Definitivamente, no. Esto confirma mi observación anterior sobre la lectura en circunstancia. ¿Qué diríamos de todos los que leyeron los evangelios antes del descubrimiento de la fisión del núcleo del átomo? ¿Y de los que lo hicieron después? ¿Y de los que no estuvieron de acuerdo con el bombardeo aunque fueran protestantes?

¿Hay realmente demasiados libros?

Sí, demasiados para el promedio de vida contemporánea, demasiados para nuestro entusiasmo o para nuestra disposición, demasiados también para la carencia de cánones. Un buen lector promedio (juzgando sólo por cantidad) lee más o menos un libro por semana. Eso significa quinientos veinte en diez años, mil cuarenta en veinte, dos mil ochenta en cuarenta y cuatro mil ciento sesenta en ochenta años de vida intelectual productiva; ochenta años que difícilmente alcanzaremos si no nos llamamos Andrés Henestrosa o Renato Leduc. ¿Cuánto es eso en relación con todo lo que se publica? Realmente muy poco. Casi nada. Los demasiados libros son los que nos distraen de los que valen la pena. Nos distraen con los trucos de la propaganda y de la mercadotecnia. Pero ni modo, la realidad es la realidad y es así como es. Hay que aprender a pescar en ese océano.

¿Por qué lees?

Por puritito placer. Porque la lectura me da nuevos aprendizajes y los nuevos aprendizajes fortalecen mis circuitos neuronales y engruesan los axones de mis dendritas y esto se logra gracias a la secreción de neurotrofinas y estas sustancias ponen contento, dan alegría, incrementan el gozo de estar vivos. En dos palabras: ¡dan placer!

¿Por qué escribes?

Porque tras resistirme un buen tiempo llega el momento en que ya no puedo evitar intentar darle una respuesta a la Esfinge.

¿Por qué escribes poesía?

Porque así hago arte con aire: aire que se hace carne: carne que danza ante los ojos impuros que se hacen agua: agua que quema y arrastra.

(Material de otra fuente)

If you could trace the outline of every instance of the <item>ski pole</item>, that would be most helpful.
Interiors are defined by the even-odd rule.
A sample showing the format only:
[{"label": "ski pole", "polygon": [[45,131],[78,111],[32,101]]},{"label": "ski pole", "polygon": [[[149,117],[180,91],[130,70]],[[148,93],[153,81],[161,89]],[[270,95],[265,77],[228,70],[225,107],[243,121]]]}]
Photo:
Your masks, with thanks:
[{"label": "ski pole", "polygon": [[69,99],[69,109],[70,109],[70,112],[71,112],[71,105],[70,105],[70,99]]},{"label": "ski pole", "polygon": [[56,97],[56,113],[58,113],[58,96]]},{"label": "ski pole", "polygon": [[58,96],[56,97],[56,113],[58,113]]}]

¿Has sentido que tus libros hayan modificado, en algún momento, la existencia de otras personas?

He sentido la emoción profunda de oírlo algunas veces por la voz o por las palabras escritas de algunos lectores. He tomado eso como una muestra que el azar me regala: una muestra de que hay una población de lectores con la cual he logrado establecer comunión. Esa es la experiencia mágica para el poeta: el eco de los pétalos de rosa brotando del Cañón del Colorado.

¿Internet contribuye a la lectura?

Desde luego: es otra forma de lectura. Pero también facilita la lectura de libros, los promueve, los muestra, los reseña, permite comprarlos.

¿Hiciste uso, en alguna etapa de tu vida, de las bibliotecas públicas?

Sí. Fui asiduo de la biblioteca de la Facultad de Psicología durante mi formación. También disfruté de la Biblioteca Nacional, de la del Congreso, en la esquina de Tacuba y Bolívar, de la biblioteca central en Ciudad Universitaria, y de una biblioteca pública cercana al Colegio Militar, en Santa Julia, donde leí, a los dieciséis años, mi primera Divina comedia.

¿Has visto en otros países que se note la diferencia, en relación con México, del hábito lector?

No he estado el tiempo suficiente en otros países como para observar una diferencia. La gente con la que he tratado es lectora porque pertenece al gremio de los escritores o de los académicos. Lo que sí he notado es que las bibliotecas públicas en Estados Unidos o en Alemania parecen, en una primera mirada, definitivamente más invitadoras e incitadoras al estudio y a la lectura que muchas de nuestras bibliotecas de barrio, llenas de niños de secundaria haciendo la tarea y hablando en voz alta a pesar de sus propios esfuerzos y de las llamadas de atención de los bibliotecarios.

¿Qué tipo de biblioteca has formado y por qué?

Una de psicoterapia cognitivo-conductual por razones profesionales y una de poesía porque es mi alto placer. En el primer caso, me tocó vivir el surgimiento de esa actividad en la década de los setenta. Me tocó también comenzar a enseñarla en la universidad y comenzar a aplicarla en la práctica privada. Me tocó formar profesores y terapeutas con esa orientación. En el segundo caso, la biblioteca de poesía, porque fue inevitable. Sucedió sin proponérmelo. También por placer reúno libros de arte en un espacio pequeño, el cuarto piso de mi Torre de la Diosa, mi versión privada de la Torre de los Panoramas de Herrera y Reissig. También formamos, entre mi mujer y yo, una bibliotequita miscelánea de psicología general y de arqueología. Acumulamos también narrativa selecta pero mucho menos que poesía.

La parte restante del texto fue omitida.